The association’s Section on Legislation and Law of the Political Process honored Eskridge, the Alexander M. Bickel Professor of Public Law at Yale Law School, together with the late Philip P. Frickey, with its Scholarly Achievement Award.
Eskridge and Frickey, who taught at UC Berkeley Law and died in 2010, received the award as co-authors of a dozen leading law review articles, the foreword to the Harvard Law Review’s review of the 1993 Supreme Court term, and their field-establishing “Cases and Materials on Legislation: Statutes and the Creation of Public Policy.” The casebook is an introduction to the field of legislation and regulation, focusing on how legislatures, agencies, and courts contribute to the creation of public policy. First published in 1987, “Statutes and the Creation of Public Policy” was praised by Judge Richard Posner as one of a handful of the most important casebooks of the 20th century. The book revived legislation as a serious academic field and has framed the field’s pedagogy and scholarship for the last 40 years. Now in its seventh edition, the influential casebook is used in first year and upper-level law courses throughout the country.

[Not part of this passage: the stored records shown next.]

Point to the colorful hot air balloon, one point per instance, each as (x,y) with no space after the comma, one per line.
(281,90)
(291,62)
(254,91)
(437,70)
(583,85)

The awards are hosted by several of the association’s 108 sections organized around various academic disciplines and topics of interest. This year’s winners were acknowledged at the 2026 AALS Annual Meeting on Jan. 9.
“AALS sections are important communities that create spaces where law school faculty and staff connect, share ideas, and advance scholarship and pedagogy in their fields,” said Austen Parrish, AALS President and Dean and Chancellor’s Professor of Law at the University of California, Irvine School of Law. “The inspiring individuals recognized this year with section awards are fabulous leaders, teachers, and scholars, and the programs and institutions honored are so well deserving.”
Eskridge’s primary legal academic interest has been statutory interpretation. In addition to the casebook with Frickey, Eskridge has also published Dynamic Statutory Interpretation (Harvard University Press, 1994) and several dozen law review articles (many with Frickey) in this area. In 1990–95, Eskridge represented a gay couple suing for recognition of their same-sex marriage. Since then, he has published a field-establishing casebook, three monographs, and dozens of law review articles articulating a legal and political framework for proper state treatment of sexual and gender minorities. His most recent book, co-authored with Christopher Riano, is “Marriage Equality: From Outlaws to In-Laws” (Yale University Press, 2020), which received the ABA Silver Gavel Award.
AALS, a membership organization of law schools, states as its mission “to uphold and advance excellence in legal education.”